Finding depth at cornerback led Seattle to the SEC and specifically Auburn selecting Nehemiah Pritchett and D.J. James in consecutive rounds. The picks give Seattle a wealth of depth at cornerback — perhaps too much to find roles for everyone. Cornerback seemed one of the positions Seattle seemed mostly set entering the draft with Devon Witherspoon, Mike Jackson, Riq Woolen, Tre Brown and Artie Burns already on the roster. Pritchett brings the added element of experience as a returner.

Originally from Alabama, James started his career at Oregon for three seasons before transferring to Auburn for the final two years. Now he gets a return to the Pacific Northwest.

“It means a lot just knowing I’m going in there with someone I just played college football with,” James said.

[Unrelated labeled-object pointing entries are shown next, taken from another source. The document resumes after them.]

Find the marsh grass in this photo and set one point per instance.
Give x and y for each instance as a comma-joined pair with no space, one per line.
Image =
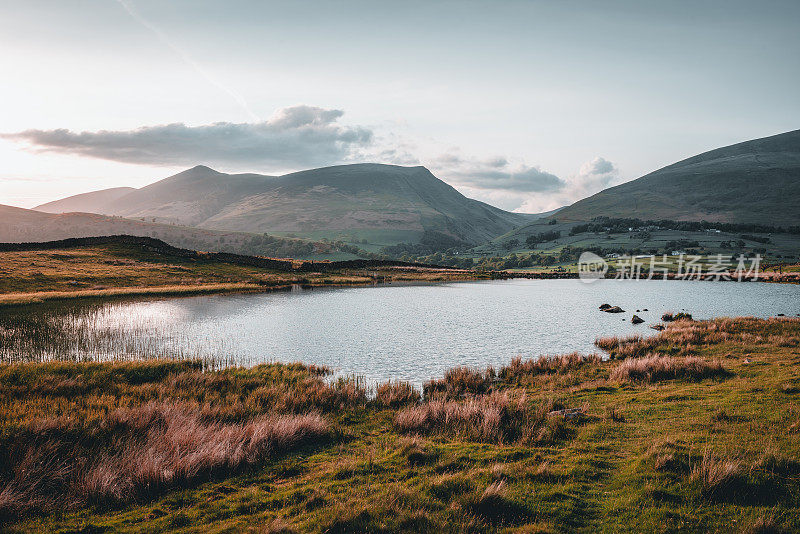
499,455
655,367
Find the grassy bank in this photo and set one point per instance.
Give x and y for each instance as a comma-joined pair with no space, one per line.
114,269
695,429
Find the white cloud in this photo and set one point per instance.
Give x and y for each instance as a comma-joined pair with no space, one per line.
592,177
299,136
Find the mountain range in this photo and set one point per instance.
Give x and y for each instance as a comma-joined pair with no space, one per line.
376,205
755,182
382,204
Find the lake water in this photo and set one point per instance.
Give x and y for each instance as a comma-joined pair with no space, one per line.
408,332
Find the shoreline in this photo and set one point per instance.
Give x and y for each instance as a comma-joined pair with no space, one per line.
37,297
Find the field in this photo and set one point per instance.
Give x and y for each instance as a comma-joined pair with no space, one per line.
782,247
693,429
125,269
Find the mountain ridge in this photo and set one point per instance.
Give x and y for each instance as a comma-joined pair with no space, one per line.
755,181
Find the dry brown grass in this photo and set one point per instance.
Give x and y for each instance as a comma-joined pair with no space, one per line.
458,383
628,347
495,417
655,367
519,371
685,336
154,447
717,477
394,394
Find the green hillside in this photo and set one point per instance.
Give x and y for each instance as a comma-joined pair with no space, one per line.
23,225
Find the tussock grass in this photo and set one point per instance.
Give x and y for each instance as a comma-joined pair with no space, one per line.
458,383
499,417
717,477
16,299
655,367
152,448
520,372
498,455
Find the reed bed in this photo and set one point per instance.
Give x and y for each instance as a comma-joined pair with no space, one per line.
655,367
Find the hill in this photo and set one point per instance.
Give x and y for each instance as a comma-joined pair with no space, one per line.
755,181
85,202
382,204
23,225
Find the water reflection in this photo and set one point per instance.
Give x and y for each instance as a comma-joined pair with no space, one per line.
409,332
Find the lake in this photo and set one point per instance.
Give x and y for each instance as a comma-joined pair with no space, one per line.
410,332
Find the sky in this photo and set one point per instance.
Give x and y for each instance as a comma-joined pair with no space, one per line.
527,105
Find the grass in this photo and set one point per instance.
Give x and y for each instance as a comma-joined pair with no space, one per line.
125,269
565,444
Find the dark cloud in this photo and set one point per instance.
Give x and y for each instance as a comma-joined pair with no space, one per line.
300,136
496,174
527,180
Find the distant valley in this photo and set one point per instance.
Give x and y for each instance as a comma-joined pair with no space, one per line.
748,189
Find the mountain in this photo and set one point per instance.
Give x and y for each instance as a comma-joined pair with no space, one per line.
23,225
85,202
382,204
755,181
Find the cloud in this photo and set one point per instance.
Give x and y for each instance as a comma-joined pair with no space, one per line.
592,177
496,174
596,167
297,137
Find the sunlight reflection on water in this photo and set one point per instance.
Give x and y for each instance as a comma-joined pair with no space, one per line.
408,332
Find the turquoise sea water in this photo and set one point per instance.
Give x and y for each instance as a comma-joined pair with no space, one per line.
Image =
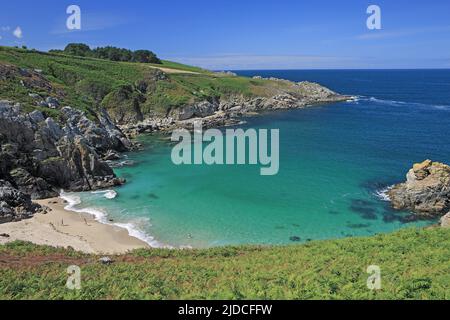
334,162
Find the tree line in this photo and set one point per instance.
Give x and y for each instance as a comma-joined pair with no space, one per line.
110,53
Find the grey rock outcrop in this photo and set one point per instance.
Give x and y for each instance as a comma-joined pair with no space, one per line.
14,204
426,191
39,156
445,221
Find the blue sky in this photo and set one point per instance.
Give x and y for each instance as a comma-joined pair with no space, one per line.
264,34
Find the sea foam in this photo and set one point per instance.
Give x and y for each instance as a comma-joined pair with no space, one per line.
73,202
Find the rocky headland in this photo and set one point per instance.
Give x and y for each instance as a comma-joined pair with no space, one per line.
43,152
426,191
231,109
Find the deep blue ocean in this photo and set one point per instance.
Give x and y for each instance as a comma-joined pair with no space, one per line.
335,162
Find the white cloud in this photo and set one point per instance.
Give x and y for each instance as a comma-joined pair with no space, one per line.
18,33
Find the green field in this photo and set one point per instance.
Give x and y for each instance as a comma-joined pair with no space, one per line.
414,264
90,83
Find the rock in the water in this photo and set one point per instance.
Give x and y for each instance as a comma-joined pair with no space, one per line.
14,204
426,191
445,221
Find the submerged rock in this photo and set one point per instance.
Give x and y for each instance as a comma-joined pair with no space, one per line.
426,191
445,221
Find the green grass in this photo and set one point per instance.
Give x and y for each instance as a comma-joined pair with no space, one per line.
414,265
87,83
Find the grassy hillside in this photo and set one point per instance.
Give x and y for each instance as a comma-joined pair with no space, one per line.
121,87
414,265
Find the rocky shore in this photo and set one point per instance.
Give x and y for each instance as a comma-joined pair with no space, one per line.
230,110
41,154
426,191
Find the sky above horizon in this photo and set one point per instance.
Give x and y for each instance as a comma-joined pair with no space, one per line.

The last pick for Seattle was Division II offensive tackle Michael Jerrell from NCAA Division II school University of Findlay in Ohio. Jerrell was a four-year starter for Findlay, but it was his performance at Ohio State’s pro day that changed his perspective from being hopeful of being drafted to feeling like going into the final day that he would get the phone call from someone.

Jerrell said he had offers from FBS programs to transfer, but wanted to stay loyal to the school that gave him a chance to play collegiately.

“They believed in me, and they believed in me from the start, and I couldn’t see myself leaving to go to another team, and they get the credit for what the University of Findlay helped build,” Jerrell said. “I wanted to stay there and give them the credit. That means everything to me to see ‘Mike Jerrell, University of Findlay’ on the screen, rather than another school.”